Officer set up
in drug buy

Court documents say Corn accepted
$1,000 for helping execute a fake
crystal meth deal

A Honolulu police officer allegedly accepted $1,000 in cash as payment for providing protection during a fake drug buy on Thursday, according to federal court documents.

James Corn Jr. was arrested for conspiracy to distribute crystal methamphetamine after undercover agents asked him to help them with a 2-pound crystal methamphetamine drug deal at a Kakaako restaurant near Auahi and Kamakee streets. Court documents said Corn was given a black backpack that he was told contained "ice" and brought it over to undercover officers.

Corn walked back to the parking lot and was paid $1,000 for his services, according the documents. He allegedly told the undercover officer to "call him any time he needed assistance."

He was immediately arrested by federal Drug Enforcement Administration agents, along with Honolulu police and state sheriffs.

Corn made a brief appearance yesterday in U.S. District Court.

Assistant federal public defender Pam Byrne said Corn had read the complaint against him and understood the nature of the charges.

Assistant U.S. Attorney Tom Muehleck has asked that Corn be detained without bail pending trial, saying he is a danger to the community and a flight risk. U.S. Magistrate Leslie Kobayashi set a detention hearing for Wednesday.

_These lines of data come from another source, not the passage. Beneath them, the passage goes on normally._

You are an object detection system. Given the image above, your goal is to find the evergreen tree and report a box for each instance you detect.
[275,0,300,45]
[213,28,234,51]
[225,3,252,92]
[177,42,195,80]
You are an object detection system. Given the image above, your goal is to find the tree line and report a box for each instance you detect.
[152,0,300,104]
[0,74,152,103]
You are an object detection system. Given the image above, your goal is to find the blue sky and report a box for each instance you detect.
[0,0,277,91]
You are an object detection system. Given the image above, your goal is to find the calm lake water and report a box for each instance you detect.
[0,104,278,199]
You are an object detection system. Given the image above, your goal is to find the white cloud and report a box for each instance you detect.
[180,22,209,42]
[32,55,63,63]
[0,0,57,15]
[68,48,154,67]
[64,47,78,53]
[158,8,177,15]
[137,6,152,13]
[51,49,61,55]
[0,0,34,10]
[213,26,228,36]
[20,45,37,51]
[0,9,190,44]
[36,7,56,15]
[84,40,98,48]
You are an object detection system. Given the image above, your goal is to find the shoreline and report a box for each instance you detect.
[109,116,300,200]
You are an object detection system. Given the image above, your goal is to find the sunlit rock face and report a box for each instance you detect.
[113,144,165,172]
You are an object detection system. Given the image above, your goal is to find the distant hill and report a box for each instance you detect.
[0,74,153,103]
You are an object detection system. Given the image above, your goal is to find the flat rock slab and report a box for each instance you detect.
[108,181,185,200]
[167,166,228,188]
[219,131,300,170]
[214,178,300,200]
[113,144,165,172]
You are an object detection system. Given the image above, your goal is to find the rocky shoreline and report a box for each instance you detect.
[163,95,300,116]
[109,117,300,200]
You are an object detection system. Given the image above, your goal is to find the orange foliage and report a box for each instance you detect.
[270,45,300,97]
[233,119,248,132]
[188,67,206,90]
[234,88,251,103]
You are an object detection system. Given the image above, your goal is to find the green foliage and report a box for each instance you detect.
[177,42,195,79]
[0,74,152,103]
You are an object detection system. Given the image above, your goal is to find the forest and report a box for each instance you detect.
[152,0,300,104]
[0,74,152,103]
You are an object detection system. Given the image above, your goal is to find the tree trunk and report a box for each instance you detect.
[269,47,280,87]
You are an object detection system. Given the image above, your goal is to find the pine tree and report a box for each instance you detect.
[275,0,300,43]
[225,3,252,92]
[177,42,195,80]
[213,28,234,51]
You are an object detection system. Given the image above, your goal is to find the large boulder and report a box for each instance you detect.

If convicted, Corn faces a mandatory minimum of 10 years' imprisonment and a $4 million fine.

Corn is also under investigation by Honolulu police internal affairs in two separate terroristic threatening incidents. Last December, Corn allegedly threatened to kill a man and smashed his car window with his police baton. The other incident was in February, when Corn allegedly threatened the owner of a Waipahu auto shop in a dispute over tire damage.

The Honolulu Police Department stripped Corn of his gun and badge and reassigned him to the communications division after the first incident last year.

While in custody after Thursday's arrest, Corn allegedly told arresting officers that he was addicted to cocaine, and admitted selling small quantities of it in the last year.

Star-Bulletin reporter Debra Barayuga contributed to this report.